Google paid out a total of $10 million in 2023, split between 632 researchers in 68 countries. The highest single payment was a surprisingly specific $113,337. It's possible that was a round figure in another currency. (Source:

The total payout is the second highest ever in the eight-year history of the program. However, it's down from $12 million last year, the first time the annual amount has fallen.

By way of comparison, Microsoft paid out $13.8 million to 345 people between July 2022 and June 2023.

Android Bounty Budget Unspent

The actual Google payouts are far short of what it's prepared to pay. For example, it had reportedly earmarked a budget of $15 million for researchers who discovered critical bugs in Android. It only paid out $3.4 million in this category. (Source:

The big story in the figures is that Google has expanded the scope of security areas in which it's prepared to pay bounties. These now include dedicated amounts for wearable devices and generative AI tools such as Google Bard.

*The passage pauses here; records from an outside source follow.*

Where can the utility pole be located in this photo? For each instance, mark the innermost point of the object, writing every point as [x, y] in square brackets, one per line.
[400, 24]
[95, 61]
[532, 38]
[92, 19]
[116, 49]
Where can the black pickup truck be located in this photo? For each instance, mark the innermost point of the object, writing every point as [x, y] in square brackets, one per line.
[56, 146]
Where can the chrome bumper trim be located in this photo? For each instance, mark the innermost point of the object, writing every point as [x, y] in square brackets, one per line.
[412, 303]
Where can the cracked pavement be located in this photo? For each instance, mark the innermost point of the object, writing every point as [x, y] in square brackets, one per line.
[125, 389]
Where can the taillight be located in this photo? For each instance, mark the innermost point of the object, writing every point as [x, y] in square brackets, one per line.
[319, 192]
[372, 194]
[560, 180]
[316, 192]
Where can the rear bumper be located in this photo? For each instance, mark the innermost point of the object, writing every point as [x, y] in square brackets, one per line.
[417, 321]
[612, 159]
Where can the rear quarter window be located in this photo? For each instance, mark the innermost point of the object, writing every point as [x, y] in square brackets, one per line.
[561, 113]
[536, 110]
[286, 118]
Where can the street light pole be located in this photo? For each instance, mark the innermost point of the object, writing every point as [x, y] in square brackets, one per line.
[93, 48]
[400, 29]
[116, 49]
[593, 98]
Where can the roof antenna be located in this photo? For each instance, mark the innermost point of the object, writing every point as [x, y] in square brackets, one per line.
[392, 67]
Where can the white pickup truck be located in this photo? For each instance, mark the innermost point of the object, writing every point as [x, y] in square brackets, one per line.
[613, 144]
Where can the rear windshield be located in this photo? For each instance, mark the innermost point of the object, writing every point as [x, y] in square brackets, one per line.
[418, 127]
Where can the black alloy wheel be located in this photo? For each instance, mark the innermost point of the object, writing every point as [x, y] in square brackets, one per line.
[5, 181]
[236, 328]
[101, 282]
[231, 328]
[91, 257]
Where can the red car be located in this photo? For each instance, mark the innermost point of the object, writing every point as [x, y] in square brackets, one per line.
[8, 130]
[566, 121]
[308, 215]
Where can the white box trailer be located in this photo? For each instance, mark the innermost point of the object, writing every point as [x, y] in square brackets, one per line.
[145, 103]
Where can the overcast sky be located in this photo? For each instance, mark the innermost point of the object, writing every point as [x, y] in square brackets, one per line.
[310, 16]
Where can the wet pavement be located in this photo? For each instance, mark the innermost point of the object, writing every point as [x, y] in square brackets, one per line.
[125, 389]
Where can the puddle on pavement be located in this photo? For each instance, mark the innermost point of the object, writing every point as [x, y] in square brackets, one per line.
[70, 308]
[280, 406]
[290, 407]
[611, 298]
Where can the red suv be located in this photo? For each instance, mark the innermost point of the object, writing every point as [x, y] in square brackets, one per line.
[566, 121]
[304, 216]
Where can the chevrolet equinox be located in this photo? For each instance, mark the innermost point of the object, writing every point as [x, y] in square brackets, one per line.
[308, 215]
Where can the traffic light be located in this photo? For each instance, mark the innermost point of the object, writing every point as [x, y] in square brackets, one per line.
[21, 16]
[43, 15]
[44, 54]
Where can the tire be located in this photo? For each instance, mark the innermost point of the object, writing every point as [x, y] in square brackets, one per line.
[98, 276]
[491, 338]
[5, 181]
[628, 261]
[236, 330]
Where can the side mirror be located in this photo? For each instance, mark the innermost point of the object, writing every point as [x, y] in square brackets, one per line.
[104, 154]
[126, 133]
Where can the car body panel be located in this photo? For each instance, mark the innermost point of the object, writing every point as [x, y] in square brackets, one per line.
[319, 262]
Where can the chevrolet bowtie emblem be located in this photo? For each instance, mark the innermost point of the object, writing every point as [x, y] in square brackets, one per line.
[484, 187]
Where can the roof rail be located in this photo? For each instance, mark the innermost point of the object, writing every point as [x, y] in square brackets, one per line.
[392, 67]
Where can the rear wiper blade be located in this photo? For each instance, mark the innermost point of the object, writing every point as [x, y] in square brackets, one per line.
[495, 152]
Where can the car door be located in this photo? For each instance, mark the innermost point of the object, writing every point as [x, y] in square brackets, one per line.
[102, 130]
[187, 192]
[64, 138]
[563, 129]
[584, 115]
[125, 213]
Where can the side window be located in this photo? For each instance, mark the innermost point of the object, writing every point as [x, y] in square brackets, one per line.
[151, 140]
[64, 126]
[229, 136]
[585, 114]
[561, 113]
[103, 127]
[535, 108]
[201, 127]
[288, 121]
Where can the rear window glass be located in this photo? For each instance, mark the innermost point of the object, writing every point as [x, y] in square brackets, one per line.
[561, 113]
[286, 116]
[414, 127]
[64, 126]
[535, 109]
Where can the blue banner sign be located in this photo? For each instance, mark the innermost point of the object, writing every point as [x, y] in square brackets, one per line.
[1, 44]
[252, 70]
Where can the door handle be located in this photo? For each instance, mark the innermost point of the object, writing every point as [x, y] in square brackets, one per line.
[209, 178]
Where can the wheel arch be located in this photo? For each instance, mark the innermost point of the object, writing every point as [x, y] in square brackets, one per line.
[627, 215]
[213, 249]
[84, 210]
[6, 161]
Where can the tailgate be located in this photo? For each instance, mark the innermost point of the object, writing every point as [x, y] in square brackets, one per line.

Sandbox Breach a Major Concern

However, it's not lost sight of the importance of more widely used software such as the Chrome Browser. It's offering triple the usual payout for anyone who discovers a "full chain exploit." That's one which lets somebody remotely take advantage of a bug to control or run the browser, overcoming its "sandbox" feature that's designed to limit the impact of any attacks.

Not everyone's convinced such programs are the most effective way to boost security, though. Katie Mossouris of Luta Security told The Register that even after learning about bugs this way, software companies still need to fix the problem. That means it's more efficient to put extra efforts into avoiding releasing buggy software in the first place. (Source:

What's Your Opinion?

Is this money well spent? Will such rewards prevent people from exploiting bugs for malicious purposes? Do you think software is getting more or less secure?